El artista contra el artesano
El partido de Messi e Higuaín, desde la óptica de un argentino
El morbo estaba servido: los dos muchachos que deberían salvar a la Argentina de sí misma en el proximísimo Mundial se enfrentaban con las camisetas más opuestas -en la definición más esperada. Los dos frente a frente y tan lejos de casa: si algo decía este partido sobre la Argentina es que sus exitosos la prefieren lejos, se le escapan.
Higuaín y Messi son dos formas de la argentinidad contemporánea, migratoria: el chiquilín casi desahuciado que busca su última oportunidad en un remedio que su club rosarino no puede pagarle; el adolescente prometedor que juega para tratar de venderse a un club del primer mundo. Y son, sobre todo, dos formas del talento futbolístico: el superdotado capaz de cualquier cosa y algo más; el laborioso conocedor de sus limitaciones que, de tanto trabajarlas, se convierte en un grande. El que viene proclamando su reinado desde hace varios años, el que lleva los mismos años temiendo que lo echen. El que gana 30 millones cada temporada; el que consigue, a duras penas, dos. El artista de todo contra el artesano de la definición y, detrás de cada uno, un equipo que parecía resquebrajarse y otro que no acababa de consolidarse; en el medio, complicando las cosas, el infiltrado portugués. La Argentina, esta tarde, se sentía protagonista de ese partido ajeno. Pero, para completar la metáfora, sólo unos pocos argentinos podían verlo: DirecTV, la dueña de los derechos de televisión, tiene menos de un millón de usuarios. Mucho bar, mucha casa de amigos, mucha más impotencia y módico cabreo. Hasta que llegó el fútbol. El fútbol, sabemos, nunca es lo que esperamos.
El partido, al principio, fue tenso: dos boxeadores desconfiados. Higuaín quedaba aislado porque el Madrid no tiene quién arme juego y le acerque el balón, y su mayor argumento es un malabarista que no piensa en pasarlo. Messi quedaba aislado porque Guardiola -¿por solidaridad con Maradona? ¿para ver si entiende qué no debe hacer?- había armado un equipo que lo dejaba muy perdido arriba, librado al arrebato individual: como en la selección. Así pasaba el tiempo, torpón, confuso, y no pasaba nada. Higuaín correteaba; Messi dormía el mejor de los sueños -bien blanquiceleste-, cuando lo molestaron con una tarjeta inmerecida a Xavi. Ése fue el acabóse; el muchacho se despertó malhumorado y decidió jugar: salió gambeteando, le hicieron una falta, la jugó rápido, el maestro Xavi se la devolvió, él eludió su marca con el pecho -sí, con el pecho dejó tirado a Albiol- y empezó otro partido.

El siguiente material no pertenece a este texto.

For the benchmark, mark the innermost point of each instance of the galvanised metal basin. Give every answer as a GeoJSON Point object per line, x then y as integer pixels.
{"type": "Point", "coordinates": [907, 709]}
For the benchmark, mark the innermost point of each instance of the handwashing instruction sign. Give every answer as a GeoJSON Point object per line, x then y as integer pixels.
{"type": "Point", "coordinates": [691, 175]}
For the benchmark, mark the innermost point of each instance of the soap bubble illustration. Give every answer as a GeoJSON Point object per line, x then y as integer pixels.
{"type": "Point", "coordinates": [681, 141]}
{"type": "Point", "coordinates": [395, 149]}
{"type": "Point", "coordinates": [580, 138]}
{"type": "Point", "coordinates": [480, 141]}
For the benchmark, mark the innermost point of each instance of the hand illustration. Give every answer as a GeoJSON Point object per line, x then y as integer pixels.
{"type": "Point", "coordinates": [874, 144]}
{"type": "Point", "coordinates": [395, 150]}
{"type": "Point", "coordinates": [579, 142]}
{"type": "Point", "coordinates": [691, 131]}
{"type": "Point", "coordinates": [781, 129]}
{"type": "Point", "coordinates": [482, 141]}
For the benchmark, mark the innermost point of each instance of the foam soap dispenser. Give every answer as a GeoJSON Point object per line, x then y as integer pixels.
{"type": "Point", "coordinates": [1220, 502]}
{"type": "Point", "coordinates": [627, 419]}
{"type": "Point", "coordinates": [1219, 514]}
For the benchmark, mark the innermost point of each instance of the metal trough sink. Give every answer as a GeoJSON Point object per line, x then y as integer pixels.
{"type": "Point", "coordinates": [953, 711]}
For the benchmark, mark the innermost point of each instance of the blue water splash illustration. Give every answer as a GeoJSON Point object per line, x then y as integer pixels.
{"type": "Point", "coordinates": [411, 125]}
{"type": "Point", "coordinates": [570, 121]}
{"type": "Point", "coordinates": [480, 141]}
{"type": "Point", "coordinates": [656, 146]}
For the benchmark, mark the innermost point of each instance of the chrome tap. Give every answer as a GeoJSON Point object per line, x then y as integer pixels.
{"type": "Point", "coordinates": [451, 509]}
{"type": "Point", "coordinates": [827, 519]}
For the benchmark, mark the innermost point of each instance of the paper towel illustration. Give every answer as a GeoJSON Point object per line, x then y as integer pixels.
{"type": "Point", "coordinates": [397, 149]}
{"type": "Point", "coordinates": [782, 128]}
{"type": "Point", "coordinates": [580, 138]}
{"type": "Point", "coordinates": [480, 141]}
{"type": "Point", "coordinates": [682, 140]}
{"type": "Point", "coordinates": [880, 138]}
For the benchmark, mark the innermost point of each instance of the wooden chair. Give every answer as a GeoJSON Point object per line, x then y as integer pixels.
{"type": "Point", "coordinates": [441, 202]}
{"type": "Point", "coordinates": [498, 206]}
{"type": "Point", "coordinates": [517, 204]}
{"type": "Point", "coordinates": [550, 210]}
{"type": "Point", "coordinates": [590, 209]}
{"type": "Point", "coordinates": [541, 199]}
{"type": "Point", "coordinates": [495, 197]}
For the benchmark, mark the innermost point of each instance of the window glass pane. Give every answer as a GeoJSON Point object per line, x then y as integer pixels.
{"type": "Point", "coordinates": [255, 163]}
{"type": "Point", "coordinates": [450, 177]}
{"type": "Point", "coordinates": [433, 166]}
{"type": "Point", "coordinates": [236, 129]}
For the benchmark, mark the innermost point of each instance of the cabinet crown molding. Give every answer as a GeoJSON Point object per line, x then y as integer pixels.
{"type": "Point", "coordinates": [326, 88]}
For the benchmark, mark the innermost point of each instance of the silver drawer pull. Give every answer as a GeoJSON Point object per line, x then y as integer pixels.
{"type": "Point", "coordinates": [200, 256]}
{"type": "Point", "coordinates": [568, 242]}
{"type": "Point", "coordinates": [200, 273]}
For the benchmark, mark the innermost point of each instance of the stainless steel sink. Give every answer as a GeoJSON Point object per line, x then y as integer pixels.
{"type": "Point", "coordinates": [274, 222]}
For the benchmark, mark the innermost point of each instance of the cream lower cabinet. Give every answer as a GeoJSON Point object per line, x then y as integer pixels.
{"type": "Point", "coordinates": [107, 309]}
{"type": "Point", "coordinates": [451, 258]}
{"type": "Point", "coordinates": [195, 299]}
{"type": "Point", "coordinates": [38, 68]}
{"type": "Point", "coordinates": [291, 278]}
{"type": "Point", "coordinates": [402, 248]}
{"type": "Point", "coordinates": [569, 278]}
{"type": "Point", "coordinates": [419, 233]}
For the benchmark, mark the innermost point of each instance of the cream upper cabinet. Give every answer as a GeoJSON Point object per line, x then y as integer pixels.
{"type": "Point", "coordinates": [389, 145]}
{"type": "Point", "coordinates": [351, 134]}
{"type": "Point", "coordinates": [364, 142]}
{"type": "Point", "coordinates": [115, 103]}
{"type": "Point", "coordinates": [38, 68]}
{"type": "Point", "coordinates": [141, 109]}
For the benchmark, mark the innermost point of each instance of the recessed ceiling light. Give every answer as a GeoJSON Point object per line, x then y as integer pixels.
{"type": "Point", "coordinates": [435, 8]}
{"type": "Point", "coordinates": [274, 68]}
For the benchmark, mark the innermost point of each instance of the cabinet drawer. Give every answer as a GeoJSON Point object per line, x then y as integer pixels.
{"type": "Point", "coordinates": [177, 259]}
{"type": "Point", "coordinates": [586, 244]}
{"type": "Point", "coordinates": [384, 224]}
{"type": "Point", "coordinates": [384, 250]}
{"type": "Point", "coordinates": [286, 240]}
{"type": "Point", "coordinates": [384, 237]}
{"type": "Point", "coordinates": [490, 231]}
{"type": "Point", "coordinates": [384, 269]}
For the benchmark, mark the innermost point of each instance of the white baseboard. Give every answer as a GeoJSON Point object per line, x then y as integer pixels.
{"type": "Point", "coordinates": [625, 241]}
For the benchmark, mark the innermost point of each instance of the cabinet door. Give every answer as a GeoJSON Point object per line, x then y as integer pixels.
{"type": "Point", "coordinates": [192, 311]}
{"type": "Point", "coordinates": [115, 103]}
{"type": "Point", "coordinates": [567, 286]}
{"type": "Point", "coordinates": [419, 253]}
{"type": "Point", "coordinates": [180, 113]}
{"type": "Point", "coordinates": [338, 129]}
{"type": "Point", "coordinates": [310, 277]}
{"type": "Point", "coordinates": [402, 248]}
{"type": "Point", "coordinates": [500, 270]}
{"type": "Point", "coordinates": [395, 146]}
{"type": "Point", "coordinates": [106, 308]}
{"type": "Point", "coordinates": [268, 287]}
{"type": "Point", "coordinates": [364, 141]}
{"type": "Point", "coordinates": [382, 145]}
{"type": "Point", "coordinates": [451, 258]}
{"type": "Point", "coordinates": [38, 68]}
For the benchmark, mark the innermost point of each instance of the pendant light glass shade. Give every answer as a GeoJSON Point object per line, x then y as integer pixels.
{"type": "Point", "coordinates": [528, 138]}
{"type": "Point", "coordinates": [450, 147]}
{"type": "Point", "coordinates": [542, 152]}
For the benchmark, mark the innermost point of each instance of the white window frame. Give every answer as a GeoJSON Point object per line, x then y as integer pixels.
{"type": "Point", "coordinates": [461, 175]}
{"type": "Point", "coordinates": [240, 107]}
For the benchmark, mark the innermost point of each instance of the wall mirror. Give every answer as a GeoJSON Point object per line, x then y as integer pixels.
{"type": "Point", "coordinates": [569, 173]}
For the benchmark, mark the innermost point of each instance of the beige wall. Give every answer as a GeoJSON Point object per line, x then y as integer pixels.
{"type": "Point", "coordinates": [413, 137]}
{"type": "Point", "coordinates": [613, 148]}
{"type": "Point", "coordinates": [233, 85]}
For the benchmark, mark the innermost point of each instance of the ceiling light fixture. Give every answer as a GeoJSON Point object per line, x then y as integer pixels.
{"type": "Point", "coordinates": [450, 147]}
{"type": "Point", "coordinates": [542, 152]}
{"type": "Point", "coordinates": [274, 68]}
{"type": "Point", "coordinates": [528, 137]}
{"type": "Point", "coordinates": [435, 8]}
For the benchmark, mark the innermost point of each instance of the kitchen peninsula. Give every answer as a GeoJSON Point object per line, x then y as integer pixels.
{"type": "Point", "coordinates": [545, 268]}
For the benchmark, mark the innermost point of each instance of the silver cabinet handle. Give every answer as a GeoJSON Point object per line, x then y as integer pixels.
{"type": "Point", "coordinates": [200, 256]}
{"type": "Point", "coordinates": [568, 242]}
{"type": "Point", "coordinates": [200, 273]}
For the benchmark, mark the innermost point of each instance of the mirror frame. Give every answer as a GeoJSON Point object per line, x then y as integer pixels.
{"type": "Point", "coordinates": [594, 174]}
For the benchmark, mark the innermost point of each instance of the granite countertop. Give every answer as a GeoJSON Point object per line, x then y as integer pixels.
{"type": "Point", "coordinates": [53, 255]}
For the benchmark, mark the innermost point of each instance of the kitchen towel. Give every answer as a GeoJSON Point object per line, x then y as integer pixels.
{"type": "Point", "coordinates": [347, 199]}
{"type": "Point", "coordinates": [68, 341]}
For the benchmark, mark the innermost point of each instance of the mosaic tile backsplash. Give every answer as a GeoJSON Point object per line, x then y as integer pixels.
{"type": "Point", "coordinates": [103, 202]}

Que demostró, más que nada, que el Barcelona sigue siendo un equipo y sabe lo que quiere, y que el Madrid no deja de parecer una banda de amigos -a veces- entusiastas, que se juntan para matar el vicio o lo que sea. Cuando tenía el balón, el Barcelona hacía sentido; cuando lo tenía el Madrid, arremetía. Con Guti algo cambió -a propósito, ¿su religión le prohibe jugar primeros tiempos?- pero no suficiente. Higuaín seguía sin recibir una pelota limpia; de hecho, se fue a los 78 minutos sin haber tenido un solo tiro franco, una sola habilitación como se merecía.
En ese momento, la derrota del artesano ya era irremediable: el artista le había ganado el partido argentino con la facilidad con que hace casi todo -y creo que miles de argentinos lo lamentamos un poco: Higuaín nos parece más nuestro, más real. Messi es la admiración; el Pipita, el cariño. De ahí en más, sólo nos consolaría la claridad de la victoria patria contra el infiltrado portugués, que demostró otra vez la inutilidad del fútbol nike, ese deporte de hombres solitarios que se practica para los clips de propaganda. Messi, el más grande, el único, sabe que no está solo y, por eso, nadie puede alcanzarlo.
Martín Caparrós es periodista y escritor argentino.